May Allah (swt) widen and illuminate my beloved father’s qabr, may He grant him the Shade of his ‘Aarsh on the plains of Arafat, let him cross the bridge of Siraah like lightening and reunite him with her loved ones in the highest ranks of Jannah.
May Allah (swt) have mercy on my beloved father’s soul and grant sabrun Jameel to the whole family Ameen ya Rabb’l ala’ameen!!
My father has been a rock to our small family and an entire community. He has supported so many people in his lifetime, practically financially and emotionally. He would devotedly visit the sick and sit with those dying until their last breath and be keen to expedite the last rites of others.
Abu Huraira reported: The Prophet, peace and blessings be upon him, said, “Nothing afflicts a Muslim of hardship, nor illness, nor anxiety, nor sorrow, nor harm, nor distress, nor even the pricking of a thorn, but that Allah will expiate his sins by it"
My father lived to 80 years, and lived a complete and wonderful life Alhamdulillah. He has seen many highs and lows, all of which have made him the legend he was.
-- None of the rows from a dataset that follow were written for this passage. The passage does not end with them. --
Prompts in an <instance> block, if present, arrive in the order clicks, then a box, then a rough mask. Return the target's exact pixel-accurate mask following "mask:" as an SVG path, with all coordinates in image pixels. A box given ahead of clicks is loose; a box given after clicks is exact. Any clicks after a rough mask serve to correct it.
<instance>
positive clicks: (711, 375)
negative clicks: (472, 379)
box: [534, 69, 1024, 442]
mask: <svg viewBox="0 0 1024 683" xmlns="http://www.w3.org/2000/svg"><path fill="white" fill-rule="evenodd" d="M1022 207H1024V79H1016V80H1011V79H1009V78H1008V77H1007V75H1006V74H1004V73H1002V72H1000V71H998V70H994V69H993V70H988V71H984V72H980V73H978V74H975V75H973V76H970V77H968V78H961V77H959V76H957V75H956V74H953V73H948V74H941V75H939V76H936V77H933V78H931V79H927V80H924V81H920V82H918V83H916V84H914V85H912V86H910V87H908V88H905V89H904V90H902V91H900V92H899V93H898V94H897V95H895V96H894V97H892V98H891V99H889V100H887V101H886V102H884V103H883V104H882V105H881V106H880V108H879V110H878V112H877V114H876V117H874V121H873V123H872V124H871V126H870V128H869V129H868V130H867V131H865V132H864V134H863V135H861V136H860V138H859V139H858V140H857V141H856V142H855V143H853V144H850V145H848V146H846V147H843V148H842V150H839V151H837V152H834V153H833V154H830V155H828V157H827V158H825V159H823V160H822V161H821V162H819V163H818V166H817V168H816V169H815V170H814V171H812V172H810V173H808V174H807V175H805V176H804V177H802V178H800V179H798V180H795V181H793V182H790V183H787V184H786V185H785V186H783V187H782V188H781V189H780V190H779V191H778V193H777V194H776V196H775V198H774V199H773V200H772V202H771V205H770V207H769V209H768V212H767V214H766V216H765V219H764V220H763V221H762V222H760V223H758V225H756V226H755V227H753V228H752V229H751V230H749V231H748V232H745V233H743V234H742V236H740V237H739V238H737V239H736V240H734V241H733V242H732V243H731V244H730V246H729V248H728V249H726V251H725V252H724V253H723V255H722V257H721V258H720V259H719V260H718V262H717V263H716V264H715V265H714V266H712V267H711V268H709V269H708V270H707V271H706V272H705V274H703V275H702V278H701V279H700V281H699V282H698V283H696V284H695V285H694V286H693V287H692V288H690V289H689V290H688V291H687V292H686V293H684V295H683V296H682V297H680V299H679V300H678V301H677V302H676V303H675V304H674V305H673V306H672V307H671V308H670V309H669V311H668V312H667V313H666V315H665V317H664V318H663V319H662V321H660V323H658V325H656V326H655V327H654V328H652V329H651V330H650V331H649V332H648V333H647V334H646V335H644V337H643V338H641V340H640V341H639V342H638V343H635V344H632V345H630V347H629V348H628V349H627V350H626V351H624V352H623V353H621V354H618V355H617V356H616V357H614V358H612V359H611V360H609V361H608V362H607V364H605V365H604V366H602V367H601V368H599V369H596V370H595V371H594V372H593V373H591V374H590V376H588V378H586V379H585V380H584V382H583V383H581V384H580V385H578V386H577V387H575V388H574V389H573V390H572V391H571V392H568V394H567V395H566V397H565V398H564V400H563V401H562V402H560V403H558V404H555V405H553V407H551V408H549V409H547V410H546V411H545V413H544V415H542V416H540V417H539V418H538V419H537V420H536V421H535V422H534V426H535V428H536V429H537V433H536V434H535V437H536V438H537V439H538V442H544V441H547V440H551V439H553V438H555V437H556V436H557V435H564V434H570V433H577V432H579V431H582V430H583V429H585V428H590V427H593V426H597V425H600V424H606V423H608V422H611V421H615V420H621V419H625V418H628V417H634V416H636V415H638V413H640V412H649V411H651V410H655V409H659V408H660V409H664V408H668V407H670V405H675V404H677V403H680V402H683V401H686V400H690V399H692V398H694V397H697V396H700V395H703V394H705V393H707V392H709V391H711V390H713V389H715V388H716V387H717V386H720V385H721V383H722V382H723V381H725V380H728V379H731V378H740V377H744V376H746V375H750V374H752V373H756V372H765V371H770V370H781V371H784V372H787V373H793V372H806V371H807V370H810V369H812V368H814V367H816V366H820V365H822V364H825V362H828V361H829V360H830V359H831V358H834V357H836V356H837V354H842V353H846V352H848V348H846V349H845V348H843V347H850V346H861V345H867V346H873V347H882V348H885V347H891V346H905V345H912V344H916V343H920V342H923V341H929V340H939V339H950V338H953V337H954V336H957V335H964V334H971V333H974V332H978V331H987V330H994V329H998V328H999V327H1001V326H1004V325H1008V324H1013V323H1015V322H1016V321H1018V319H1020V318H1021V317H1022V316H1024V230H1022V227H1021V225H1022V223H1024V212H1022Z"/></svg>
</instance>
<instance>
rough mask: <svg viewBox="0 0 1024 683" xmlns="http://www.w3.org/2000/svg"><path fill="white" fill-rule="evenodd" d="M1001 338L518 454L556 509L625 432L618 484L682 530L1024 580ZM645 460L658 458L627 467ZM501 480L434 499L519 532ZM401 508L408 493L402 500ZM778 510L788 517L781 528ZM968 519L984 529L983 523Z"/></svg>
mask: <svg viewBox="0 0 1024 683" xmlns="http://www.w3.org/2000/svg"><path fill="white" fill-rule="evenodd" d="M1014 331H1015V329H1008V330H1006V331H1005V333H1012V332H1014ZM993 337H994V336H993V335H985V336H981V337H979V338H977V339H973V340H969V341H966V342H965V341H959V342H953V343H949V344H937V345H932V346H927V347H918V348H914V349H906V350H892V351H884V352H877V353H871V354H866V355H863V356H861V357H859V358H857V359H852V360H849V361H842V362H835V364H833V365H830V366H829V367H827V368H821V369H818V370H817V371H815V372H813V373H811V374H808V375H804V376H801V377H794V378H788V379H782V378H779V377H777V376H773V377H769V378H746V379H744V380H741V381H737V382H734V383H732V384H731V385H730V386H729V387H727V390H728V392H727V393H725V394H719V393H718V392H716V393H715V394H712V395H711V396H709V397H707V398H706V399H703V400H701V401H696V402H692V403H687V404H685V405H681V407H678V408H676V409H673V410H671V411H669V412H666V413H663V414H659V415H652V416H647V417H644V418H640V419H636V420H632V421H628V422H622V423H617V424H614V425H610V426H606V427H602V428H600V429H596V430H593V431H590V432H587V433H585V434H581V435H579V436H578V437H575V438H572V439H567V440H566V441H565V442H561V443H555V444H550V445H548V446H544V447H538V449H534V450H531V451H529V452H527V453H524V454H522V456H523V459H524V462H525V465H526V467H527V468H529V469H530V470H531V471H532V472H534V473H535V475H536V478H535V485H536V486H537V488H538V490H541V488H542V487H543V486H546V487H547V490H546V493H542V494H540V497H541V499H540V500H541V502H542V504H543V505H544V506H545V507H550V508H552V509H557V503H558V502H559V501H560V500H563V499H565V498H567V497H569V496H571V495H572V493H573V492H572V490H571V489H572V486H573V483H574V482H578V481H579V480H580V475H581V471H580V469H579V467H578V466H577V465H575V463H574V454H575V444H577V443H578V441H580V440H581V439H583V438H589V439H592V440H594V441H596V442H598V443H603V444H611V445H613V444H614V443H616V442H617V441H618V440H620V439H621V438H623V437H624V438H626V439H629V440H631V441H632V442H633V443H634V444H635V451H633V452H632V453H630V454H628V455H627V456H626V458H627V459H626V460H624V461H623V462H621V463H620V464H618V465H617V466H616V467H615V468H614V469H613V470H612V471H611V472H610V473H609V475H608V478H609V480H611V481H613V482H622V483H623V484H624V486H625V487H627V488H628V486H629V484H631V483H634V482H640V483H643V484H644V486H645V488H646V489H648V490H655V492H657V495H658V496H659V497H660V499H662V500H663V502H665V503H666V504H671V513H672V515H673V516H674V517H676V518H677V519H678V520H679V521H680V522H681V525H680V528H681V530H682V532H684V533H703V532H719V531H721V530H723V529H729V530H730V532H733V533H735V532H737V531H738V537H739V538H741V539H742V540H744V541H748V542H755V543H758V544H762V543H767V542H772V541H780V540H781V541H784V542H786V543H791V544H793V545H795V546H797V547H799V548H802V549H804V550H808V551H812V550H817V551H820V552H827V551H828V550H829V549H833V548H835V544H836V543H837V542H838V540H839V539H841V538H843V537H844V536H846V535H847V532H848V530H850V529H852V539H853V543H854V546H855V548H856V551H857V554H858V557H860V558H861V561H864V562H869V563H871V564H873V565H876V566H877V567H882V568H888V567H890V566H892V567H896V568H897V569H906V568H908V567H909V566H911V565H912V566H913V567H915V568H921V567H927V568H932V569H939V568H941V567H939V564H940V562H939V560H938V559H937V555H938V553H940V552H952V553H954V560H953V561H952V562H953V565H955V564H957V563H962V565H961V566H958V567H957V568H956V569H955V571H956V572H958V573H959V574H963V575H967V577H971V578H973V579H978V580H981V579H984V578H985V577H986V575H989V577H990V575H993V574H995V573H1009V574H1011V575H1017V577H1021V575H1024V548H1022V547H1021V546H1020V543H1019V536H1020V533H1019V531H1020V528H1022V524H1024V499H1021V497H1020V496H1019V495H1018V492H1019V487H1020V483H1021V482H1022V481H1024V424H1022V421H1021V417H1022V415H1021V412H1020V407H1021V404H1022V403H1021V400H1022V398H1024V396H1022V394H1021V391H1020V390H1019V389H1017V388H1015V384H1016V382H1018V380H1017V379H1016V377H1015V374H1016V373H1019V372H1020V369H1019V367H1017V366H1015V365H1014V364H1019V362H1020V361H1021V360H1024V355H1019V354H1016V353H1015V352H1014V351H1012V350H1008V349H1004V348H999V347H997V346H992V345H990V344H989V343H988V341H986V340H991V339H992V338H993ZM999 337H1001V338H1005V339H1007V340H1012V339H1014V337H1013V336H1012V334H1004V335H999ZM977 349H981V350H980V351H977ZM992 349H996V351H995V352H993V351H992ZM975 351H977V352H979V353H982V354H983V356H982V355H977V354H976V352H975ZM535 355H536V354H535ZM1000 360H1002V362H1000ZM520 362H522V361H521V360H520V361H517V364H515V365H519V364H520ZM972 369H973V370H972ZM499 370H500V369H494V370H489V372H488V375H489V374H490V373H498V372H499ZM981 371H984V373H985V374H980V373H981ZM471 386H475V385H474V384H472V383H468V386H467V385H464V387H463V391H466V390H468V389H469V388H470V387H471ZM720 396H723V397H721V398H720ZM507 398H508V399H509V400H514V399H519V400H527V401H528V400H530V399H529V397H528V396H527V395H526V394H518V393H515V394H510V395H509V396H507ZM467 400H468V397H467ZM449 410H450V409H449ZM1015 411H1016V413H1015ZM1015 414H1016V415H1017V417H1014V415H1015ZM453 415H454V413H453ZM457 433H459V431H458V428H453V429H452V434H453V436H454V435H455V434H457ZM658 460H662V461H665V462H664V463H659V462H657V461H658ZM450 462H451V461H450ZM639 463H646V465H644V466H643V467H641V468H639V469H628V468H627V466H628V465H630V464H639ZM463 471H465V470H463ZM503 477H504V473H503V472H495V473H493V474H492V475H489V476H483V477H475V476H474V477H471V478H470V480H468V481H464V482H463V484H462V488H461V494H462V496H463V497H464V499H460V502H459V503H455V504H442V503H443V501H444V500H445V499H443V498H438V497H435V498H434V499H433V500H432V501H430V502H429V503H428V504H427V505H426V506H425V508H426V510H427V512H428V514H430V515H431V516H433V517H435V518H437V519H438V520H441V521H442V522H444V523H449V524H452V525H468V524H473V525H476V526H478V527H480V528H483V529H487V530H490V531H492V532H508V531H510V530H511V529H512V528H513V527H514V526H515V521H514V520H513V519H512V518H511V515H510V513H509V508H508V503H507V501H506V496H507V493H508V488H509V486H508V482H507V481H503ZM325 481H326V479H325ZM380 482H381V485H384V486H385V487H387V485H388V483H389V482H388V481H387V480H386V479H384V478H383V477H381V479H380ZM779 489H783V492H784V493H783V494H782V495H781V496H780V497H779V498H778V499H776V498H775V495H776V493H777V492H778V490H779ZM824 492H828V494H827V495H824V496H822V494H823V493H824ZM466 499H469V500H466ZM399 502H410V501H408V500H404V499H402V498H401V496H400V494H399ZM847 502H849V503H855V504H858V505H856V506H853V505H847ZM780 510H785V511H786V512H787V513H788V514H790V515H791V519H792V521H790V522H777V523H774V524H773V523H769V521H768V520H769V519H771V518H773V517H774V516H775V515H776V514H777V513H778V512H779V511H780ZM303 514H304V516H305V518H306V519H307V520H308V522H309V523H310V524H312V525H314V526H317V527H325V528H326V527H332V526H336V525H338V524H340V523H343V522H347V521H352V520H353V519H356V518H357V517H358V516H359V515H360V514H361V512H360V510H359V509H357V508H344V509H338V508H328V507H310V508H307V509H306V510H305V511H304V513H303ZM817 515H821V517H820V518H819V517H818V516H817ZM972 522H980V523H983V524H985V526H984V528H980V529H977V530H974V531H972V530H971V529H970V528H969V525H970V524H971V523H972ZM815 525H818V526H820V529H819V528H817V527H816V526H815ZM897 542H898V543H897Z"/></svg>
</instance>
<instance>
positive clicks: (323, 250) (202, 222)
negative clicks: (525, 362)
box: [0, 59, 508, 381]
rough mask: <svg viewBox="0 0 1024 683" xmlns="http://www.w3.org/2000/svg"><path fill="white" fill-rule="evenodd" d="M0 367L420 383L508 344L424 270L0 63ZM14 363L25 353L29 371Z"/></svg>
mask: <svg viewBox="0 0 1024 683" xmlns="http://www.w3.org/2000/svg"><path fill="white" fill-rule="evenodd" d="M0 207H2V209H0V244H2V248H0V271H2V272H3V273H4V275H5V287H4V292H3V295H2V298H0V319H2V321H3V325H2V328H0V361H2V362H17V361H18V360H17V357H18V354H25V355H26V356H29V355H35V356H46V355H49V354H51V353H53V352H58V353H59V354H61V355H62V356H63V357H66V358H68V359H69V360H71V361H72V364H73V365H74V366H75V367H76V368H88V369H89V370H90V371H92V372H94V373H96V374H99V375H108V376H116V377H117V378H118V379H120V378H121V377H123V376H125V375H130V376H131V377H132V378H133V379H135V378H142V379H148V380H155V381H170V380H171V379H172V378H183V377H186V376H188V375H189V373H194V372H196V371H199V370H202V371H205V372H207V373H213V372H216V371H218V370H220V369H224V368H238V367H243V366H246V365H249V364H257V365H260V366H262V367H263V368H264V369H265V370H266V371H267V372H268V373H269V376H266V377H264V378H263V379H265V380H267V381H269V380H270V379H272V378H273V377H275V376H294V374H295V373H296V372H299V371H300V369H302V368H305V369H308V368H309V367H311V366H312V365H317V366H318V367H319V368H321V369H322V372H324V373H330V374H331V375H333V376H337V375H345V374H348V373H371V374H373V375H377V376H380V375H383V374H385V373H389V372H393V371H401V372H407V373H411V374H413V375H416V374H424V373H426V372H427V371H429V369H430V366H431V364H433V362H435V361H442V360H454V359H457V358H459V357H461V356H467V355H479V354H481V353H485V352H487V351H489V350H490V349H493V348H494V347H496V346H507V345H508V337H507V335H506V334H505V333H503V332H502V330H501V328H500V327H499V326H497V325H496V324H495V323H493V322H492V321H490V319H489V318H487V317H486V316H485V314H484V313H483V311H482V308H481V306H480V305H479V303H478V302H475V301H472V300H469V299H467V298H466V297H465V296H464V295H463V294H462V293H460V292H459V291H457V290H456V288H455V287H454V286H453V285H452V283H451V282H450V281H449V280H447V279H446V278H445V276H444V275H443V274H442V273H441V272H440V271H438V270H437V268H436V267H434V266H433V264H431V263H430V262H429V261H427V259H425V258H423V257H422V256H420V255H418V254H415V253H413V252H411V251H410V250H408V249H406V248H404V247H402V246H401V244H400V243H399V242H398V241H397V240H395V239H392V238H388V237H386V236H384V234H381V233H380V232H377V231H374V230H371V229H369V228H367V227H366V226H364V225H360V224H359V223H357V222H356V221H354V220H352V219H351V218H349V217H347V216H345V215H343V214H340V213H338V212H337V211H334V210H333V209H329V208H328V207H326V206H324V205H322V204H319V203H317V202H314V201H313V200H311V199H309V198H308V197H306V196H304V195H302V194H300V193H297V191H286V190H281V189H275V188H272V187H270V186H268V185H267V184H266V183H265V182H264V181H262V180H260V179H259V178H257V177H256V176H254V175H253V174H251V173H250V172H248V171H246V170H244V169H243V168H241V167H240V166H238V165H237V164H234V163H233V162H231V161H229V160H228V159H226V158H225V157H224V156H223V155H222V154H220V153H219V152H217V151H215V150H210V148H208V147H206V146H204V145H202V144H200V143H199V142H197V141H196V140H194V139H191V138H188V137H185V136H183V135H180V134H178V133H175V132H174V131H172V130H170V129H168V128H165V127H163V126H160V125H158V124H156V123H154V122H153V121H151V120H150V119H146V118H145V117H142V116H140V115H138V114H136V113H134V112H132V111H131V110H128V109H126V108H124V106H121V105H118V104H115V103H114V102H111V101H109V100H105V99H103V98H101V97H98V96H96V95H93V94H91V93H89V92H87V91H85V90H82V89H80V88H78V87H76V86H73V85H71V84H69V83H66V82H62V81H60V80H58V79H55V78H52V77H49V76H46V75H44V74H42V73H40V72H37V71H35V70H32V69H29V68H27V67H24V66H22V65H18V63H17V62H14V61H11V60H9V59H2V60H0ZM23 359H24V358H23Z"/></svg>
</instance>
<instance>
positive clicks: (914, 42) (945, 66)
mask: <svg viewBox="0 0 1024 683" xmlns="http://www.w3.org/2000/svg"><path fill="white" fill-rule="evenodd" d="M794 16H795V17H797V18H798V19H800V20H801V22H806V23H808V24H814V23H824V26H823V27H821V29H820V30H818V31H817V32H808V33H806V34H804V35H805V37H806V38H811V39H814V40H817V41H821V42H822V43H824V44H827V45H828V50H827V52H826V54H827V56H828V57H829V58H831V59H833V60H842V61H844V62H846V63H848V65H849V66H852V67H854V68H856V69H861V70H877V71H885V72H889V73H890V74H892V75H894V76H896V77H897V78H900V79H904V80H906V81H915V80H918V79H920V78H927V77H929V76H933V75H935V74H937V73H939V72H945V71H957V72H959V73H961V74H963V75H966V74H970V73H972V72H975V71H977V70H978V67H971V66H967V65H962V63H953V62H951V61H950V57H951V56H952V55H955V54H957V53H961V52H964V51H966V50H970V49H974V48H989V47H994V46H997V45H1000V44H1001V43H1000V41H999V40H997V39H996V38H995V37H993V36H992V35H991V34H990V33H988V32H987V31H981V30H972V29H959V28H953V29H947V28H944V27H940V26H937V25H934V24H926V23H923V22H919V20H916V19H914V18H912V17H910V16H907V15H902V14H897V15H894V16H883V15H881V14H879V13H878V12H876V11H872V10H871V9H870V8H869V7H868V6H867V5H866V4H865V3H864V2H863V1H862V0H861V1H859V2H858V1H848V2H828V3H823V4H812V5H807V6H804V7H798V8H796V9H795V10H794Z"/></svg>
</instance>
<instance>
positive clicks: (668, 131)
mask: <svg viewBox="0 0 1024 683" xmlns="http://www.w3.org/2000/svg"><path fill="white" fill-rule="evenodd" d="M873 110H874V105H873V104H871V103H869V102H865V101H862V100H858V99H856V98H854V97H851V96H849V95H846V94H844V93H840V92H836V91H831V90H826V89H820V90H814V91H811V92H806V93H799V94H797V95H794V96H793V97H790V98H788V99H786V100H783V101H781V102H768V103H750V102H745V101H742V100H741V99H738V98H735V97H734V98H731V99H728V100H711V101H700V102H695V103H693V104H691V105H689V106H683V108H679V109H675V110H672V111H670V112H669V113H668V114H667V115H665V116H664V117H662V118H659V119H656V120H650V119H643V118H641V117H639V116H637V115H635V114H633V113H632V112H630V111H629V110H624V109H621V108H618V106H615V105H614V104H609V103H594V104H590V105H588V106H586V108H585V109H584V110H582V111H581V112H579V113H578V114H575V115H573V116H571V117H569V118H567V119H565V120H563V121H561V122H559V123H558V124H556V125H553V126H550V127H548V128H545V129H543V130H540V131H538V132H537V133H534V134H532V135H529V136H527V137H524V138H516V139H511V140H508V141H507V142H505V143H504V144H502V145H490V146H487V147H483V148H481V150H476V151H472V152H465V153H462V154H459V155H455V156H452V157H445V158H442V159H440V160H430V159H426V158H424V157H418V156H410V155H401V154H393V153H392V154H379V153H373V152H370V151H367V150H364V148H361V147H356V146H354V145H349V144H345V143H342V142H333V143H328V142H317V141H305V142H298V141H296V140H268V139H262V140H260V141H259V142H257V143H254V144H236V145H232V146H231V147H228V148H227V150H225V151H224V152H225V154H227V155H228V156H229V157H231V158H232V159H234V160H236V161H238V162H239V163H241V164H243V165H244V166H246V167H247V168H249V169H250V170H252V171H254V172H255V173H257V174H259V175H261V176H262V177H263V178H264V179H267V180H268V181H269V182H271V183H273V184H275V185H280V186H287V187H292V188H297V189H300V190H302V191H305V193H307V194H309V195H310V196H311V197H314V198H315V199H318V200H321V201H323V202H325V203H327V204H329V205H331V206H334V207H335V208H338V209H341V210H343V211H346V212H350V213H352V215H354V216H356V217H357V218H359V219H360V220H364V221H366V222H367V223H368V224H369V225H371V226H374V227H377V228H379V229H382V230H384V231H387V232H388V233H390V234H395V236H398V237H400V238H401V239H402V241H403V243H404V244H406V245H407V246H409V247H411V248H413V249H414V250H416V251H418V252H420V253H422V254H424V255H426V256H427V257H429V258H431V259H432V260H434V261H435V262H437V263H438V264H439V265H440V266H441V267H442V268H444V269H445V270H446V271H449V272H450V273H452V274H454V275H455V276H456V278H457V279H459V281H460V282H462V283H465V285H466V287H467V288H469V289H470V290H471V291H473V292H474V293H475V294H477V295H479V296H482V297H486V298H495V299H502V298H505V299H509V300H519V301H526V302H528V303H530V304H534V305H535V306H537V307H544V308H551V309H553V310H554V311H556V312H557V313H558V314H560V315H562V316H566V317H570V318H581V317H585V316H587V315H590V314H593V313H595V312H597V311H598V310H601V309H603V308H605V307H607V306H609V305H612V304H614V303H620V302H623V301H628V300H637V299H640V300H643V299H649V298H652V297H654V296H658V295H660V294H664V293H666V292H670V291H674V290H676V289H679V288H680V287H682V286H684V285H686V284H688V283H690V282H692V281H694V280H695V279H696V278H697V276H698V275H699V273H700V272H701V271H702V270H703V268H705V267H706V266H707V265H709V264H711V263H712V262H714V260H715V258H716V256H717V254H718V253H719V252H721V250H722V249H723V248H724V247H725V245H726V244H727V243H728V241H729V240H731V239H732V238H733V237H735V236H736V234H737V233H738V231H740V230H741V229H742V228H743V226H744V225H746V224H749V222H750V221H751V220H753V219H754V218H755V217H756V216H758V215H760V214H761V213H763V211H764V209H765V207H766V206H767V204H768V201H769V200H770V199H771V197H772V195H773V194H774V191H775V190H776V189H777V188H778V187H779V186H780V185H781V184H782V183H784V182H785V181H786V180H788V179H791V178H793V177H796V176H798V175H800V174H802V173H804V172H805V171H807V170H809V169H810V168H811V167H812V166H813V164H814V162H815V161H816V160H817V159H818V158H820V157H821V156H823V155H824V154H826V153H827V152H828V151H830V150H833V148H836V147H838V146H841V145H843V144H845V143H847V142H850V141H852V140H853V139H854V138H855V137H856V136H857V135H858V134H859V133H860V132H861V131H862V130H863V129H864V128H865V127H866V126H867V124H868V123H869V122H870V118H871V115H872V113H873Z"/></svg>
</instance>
My father was my hero, the Man I respected the most on this Earth.
My father leaves behind our mum and 2 children, 2 girls, and 6 grandchildren. All of whom he loved unconditionally and immensely.
My father had such a great personality. A fiercely independent man with strong morals and principles. A man who was devoted to worship, who wasn't afraid to speak the truth and protect his loved ones. A man full of so much wisdom and such wit.
If there was ever a definition of a strong man, it is my beloved father . He fought with death on a number of occasions and always came through, but his time had finally come. He was eager to meet with Allah. He had done his duty in this life, and if there was ever a legacy he left us, it was to maintain family kinship and ties.
Family and community was all my father knew and wanted. For us whom he has left behind, we can only hope to live and embed this legacy in our lives amongst the other great things he taught us through his actions.
My beloved father has moved onto the afterlife, where we pray that Allah envelops him in His infinite mercy. Ameen.
We pray that he is amongst beautiful company during his time in the Qabr and is granted the smell and view of Jannah Tul Ferdous and clothed in garments from Jannah. Ameen.
May his Ruh be reunited with his parents whom we never had the privilege to meet and may they wait for us all in Jannah so we can all meet and be together again. Ameen.
Thank you all for all the messages and calls etc. It has brought me joy to hear stories of my father from time gone by, I'm certain if we weren't living in a Covid world, there'd be many more tales for me to hear. I would appreciate any sharing of special memories that you may have of my father. At such a difficult time in our lives, it is comforting to know people have made dua for My father and us. Please make dua that Allah makes it easy for those he has left behind. Ameen.
To My father, you were my everything and you will be missed. That void in my heart will never be filled. My final image of you is holding Tasbih in both your hands as handcuffs. My final conversation you told me to stay strong and be the rock of this family. I’ll never know if you knew in your heart that we would never speak again. I love you in this world and the next. You smiled as you left. My heart is content.
My heart aches so much right now, but I am holding onto the fact that this separation is temporary. Inshallah, until we meet again, in Jannah, where I can annoy you again and you lovingly tell me off. Ameen
Ammu, we build this madrassa by way of Sadaqa Jariya for you also, may it benefit you in abundance in the duniya and the akhirah. You were our doorway to the duniya and you are our doorway to Jannah. May Allah swt keep us bound in love in this world and reunite us in the next. May Allah swt accept our efforts.